O que acontece é que atualmente o discurso conservador mais radical encontra terreno fértil para se multiplicar e se disseminar publicamente sem constrangimento e é o tipo de poder e cultura que vem se hegemonizando.

Na ausência de um projeto verdadeiro de esquerda, coisa que não tivemos nem quando a centro-esquerda esteve no poder, criou-se um vácuo que foi prontamente preenchido pelo que já habita há tempos o espírito dessa nação: classismo, racismo, machismo e lgbtfobias.

O que pensa do conceito do filósofo camaronês Achille Mbembe que versa sobre a “necropolítica” e sua relação de lucrar a partir da repressão contra os corpos de pessoas que não possuem grande padrão de consumo, isto é, pessoas que devido à sua condição de pobreza só podem gerar valor para o capital a partir da ativação da indústria bélica usada para reprimi-las em territórios de miséria e exclusão social?

É um conceito útil para entendermos as políticas de exclusão e morte aplicadas às populações negras ao redor do mundo. A gênese desse conceito já era apontada nos trabalhos de Foucault através da biopolítica e do biopoder que enfatiza a proteção da vida e a regulação dos corpos na gestão na população, se deslocando do tipo de poder exercido até o século 18, que versava sobre o controle da morte, o “fazer morrer”.

Com Mbembe fazemos a transição do governo que controla os modos de vida para uma reconfiguração dos poderes absolutistas que controlavam a morte, só que não mais em um governo absolutista. Agora a própria democracia se encarrega de propiciar tecnologias, principalmente jurídicas, para a racialização da morte.

A considerar lutas antirracistas pelo mundo, quais devem ser as estratégias de negros e negras para este momento político?

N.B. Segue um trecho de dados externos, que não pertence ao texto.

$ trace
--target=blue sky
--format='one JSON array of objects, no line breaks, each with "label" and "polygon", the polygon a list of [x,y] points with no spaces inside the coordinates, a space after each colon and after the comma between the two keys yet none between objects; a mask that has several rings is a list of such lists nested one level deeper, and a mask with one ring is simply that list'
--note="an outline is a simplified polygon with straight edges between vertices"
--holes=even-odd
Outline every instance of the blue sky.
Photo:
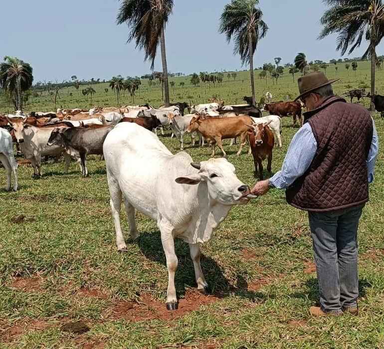
[{"label": "blue sky", "polygon": [[[190,74],[243,69],[232,45],[217,31],[229,1],[175,0],[166,32],[170,70]],[[310,61],[340,58],[335,36],[316,40],[325,9],[321,0],[260,0],[259,6],[269,30],[257,48],[255,67],[275,57],[292,62],[299,52]],[[73,75],[107,79],[148,73],[150,64],[144,62],[143,53],[126,43],[126,27],[116,24],[119,7],[118,0],[0,0],[0,58],[15,56],[29,63],[35,82]],[[352,56],[361,56],[366,48]],[[378,53],[383,53],[382,45]],[[157,60],[155,70],[161,69]]]}]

Acredito que a primeira estratégia é construir espaços de segurança. Heterotopias que se contraponham ao poder necropolítico. Os aquilombamentos são uma estratégia, mas não podemos parar por aí. É preciso que haja um processo de formação política para novas lideranças, para conseguirmos, cada vez mais, ocupar espaços de tomada de decisão e tensioná-los, assumindo uma radicalidade negra.

É preciso também se afastar da subjetividade neoliberal que vem sendo incorporada aos discursos de ativistas e militantes negros, a salvação pelo mercado e empreendedorismo. O capitalismo cognitivo e informacional tende a deslocar a contradição social de classes, e a própria ideia de classe, para o indivíduo. A resistência é ou pode ser o mercado, e os atores são individuais.

Isso é uma falácia! A crítica a essa nova configuração do capitalismo neoliberal se faz cada vez mais necessária em intersecção com a luta antirracista.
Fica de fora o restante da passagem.